La guerre entre Israël et le Hamas pourrait être le premier défi diplomatique majeur de la Chine au Moyen-Orient dans l’histoire récente. Depuis le lancement de l’initiative « la Ceinture et la Route » (BRI) il y a dix ans, l’influence de la Chine dans la région s’est rapidement accrue, culminant en mars dernier avec le rapprochement saoudo-iranien négocié par Pékin. Mais au fil des ans, la Chine s’est soigneusement tenue à l’écart des complexités géopolitiques de la région, entretenant des relations équilibrées et amicales avec toutes les grandes puissances, y compris l’Iran, Israël et les États arabes. Israël, en particulier, est devenu l’un des principaux partenaires stratégiques de la Chine dans la région et une source de technologies de pointe, essentielle dans la course à la technologie que se livre la Chine avec les États-Unis. 

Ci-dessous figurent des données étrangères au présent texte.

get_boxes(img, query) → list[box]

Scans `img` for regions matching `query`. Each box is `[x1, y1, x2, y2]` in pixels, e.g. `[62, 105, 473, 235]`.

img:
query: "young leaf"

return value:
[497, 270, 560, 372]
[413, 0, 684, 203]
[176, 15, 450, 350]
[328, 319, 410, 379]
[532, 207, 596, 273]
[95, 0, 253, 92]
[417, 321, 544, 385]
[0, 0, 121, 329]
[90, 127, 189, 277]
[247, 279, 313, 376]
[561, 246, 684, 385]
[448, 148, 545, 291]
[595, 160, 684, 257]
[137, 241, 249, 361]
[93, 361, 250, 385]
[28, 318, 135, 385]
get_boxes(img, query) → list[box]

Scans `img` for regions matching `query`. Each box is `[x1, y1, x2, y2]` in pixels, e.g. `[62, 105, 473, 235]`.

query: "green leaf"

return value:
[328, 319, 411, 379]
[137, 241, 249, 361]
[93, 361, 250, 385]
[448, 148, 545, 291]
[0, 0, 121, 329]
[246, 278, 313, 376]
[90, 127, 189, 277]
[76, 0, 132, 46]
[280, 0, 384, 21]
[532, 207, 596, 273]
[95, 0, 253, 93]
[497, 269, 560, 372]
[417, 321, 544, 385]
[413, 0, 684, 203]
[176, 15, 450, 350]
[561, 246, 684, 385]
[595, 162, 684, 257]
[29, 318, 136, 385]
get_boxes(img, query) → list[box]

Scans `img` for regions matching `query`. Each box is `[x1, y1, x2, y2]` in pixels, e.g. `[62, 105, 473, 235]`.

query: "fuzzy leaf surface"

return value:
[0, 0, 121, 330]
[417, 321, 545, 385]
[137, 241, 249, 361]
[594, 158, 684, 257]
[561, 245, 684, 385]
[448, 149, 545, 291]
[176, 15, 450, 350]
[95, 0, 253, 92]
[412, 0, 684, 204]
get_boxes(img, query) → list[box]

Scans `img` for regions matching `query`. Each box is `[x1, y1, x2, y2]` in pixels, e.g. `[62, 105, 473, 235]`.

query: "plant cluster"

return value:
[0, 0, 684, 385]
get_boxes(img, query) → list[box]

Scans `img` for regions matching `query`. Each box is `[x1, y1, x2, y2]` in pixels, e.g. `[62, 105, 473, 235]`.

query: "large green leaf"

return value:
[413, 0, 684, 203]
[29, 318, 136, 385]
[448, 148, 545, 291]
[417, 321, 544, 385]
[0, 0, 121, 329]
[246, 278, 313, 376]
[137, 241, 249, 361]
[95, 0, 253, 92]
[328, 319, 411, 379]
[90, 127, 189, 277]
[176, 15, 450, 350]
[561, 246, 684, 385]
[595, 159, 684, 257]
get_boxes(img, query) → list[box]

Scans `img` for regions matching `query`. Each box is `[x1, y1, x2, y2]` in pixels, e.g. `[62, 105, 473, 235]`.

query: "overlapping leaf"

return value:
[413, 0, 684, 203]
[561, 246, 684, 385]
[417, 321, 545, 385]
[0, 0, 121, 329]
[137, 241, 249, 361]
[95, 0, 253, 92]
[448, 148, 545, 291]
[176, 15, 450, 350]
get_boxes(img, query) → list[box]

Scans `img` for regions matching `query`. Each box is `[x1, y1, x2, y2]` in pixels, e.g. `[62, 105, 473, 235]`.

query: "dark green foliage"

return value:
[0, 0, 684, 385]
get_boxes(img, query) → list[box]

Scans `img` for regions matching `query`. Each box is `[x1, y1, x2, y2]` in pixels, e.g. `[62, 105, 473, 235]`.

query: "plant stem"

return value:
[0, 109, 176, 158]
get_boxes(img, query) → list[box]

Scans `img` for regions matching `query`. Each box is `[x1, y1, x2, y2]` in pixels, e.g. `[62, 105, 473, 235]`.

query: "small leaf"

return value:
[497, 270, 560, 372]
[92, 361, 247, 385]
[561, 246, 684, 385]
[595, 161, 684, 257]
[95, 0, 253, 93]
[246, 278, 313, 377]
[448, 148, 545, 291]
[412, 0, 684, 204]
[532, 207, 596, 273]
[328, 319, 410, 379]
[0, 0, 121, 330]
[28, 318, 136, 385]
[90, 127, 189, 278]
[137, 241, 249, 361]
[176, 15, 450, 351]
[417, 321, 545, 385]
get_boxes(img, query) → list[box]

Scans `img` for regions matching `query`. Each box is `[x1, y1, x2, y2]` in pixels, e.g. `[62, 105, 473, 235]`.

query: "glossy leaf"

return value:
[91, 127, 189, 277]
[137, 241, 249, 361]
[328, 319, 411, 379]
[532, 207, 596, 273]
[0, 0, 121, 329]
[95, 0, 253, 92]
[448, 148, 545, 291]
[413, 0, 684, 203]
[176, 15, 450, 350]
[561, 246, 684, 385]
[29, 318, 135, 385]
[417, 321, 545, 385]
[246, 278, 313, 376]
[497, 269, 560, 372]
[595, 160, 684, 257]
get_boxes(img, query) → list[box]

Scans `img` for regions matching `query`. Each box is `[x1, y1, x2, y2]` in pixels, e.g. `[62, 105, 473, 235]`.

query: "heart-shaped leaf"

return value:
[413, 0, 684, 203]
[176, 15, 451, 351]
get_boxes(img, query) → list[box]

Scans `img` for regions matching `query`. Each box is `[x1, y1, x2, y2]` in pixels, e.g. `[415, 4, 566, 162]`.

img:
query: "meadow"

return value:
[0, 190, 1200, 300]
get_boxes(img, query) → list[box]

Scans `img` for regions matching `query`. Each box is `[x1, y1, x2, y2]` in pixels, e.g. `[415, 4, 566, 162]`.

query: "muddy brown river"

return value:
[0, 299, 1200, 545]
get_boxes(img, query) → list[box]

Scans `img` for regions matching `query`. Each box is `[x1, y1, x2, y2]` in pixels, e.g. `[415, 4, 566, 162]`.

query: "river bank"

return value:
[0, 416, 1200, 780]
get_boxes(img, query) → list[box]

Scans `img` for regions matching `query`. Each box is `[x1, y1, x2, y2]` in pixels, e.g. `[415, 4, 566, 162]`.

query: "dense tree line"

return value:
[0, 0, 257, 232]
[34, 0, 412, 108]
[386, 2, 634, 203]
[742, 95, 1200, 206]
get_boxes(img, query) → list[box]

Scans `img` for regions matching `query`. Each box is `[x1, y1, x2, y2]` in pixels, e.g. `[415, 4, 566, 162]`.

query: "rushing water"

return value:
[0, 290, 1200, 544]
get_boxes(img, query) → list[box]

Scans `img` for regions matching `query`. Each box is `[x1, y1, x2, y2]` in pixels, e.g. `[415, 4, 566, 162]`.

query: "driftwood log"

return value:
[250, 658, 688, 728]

La guerre entre Israël et le Hamas ravive toutefois d’anciennes fractures régionales, ce qui complique la tâche de Pékin dans son rôle d’équilibriste. Bien qu’elle ait construit une relation solide avec Israël depuis les années 1990, l’histoire de la Chine en tant que leader du monde non aligné a toujours fait d’elle un fervent défenseur de la cause palestinienne. La Chine ne désigne pas officiellement le Hezbollah ou le Hamas comme des organisations terroristes. Dans le passé, elle a constamment condamné Israël pour ses violations du droit international et a appelé à plusieurs reprises à une solution à deux États dans les frontières de 1967. Toutefois, le soutien de la Chine aux Palestiniens est resté essentiellement rhétorique et n’a pas interféré avec les liens commerciaux florissants qu’elle entretient avec Israël. 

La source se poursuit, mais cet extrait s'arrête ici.